Three well-known and out-of-date CVEs in Microsoft Word and Excel continue to represent a threat to the cybersecurity sector even though they are not 0-day or even 1-day vulnerabilities.

Researchers discovered several linkages between these three CVEs, including technical ploys to hide the malicious documents' dangerous nature and enticing subject lines intended to deceive users into opening the document.

In 2023, over 13,000 samples utilizing outdated CVEs were detected in the wild. The goal of using various forms and tactics, such as DOC(X), XLS(X), and RTF, is to deceive the user into clicking and distributing the subsequent infection, according to CheckPoint.

The operators of mallocs choose profitable industries to attack, such as government, healthcare, banking, and finance.

Affected Countries

Three Antiquated and Well-Known CVEs for Microsoft Word and Excel

1. CVE-2017-11882 (Technical Analysis by Palo Alto)
2. CVE-2017-0199 (Technical Analysis by Perception Point)
3. CVE-2018-0802 (Technical Analysis by Check Point Software Technologies)
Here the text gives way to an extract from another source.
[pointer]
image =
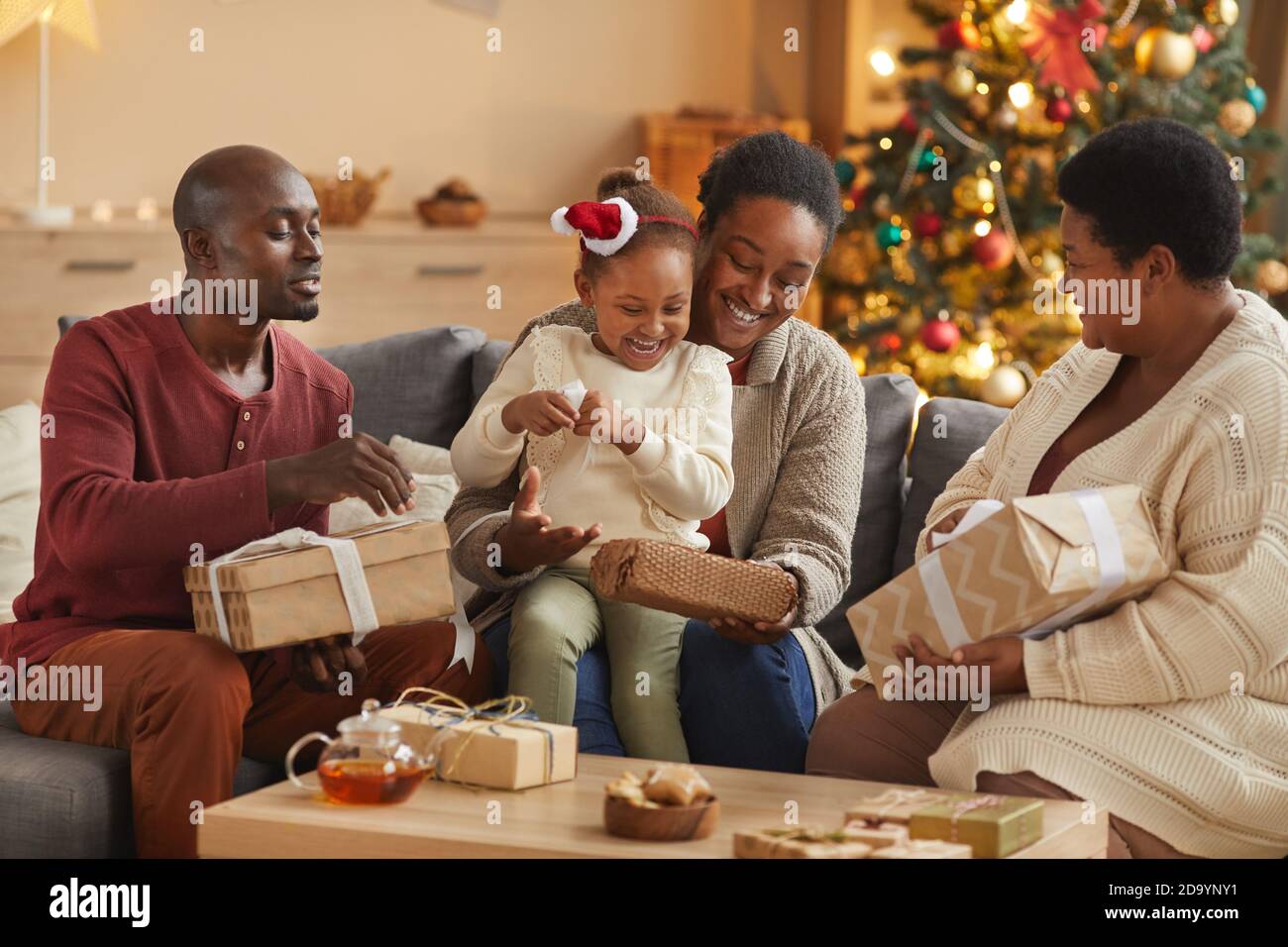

Several notorious malware families, including Dridex in 2017, Guloader in 2021, LokiBot in 2018, and others, were disseminated using maldocs with specific CVEs. In 2023, the situation did not alter even though some notable additions to the distributed payloads were discovered, including samples used by Agent Tesla, Gamaredon APT, and Formbook/Xloader.

The most notable samples are those used in Gamaredon APT activities. Gamaredon APT is a renowned hacker group that receives state sponsorship from Russia.

In October 2022, the popular malware family known as Agent Tesla topped the list of most prevalent malware. This sophisticated RAT may be used as both an information stealer and a keylogger.

Another malware family that has been seen to be propagated using maldocs is GuLoader. Several attacks have exploited the well-known shellcode-based downloader GuLoader to spread various varieties of the "most wanted" malware.

Infostealer malware, or Formbook, was first discovered in 2016. Among the various types of data it retrieves from infected systems are screenshots, keystrokes, and credentials saved in web browser cookies. Maldocs come in many shapes and sizes, but one of their most common tricks is a badly designed paragraph that asks the user to "enable editing" for this document.

Malicious Excel documents could be encrypted, making analysis more difficult. The encryption and decryption processes are handled by the MS Enhanced RSA and AES crypto-providers.

Malicious documents can use a variety of strategies, including obfuscated VBA macros, massive oleObjects, weird URLs, and shellcodes. Researchers stated that “this malware needs to be identified and stopped as soon as possible, and the methodology of the 5-year-old spreading method needs to be well known.”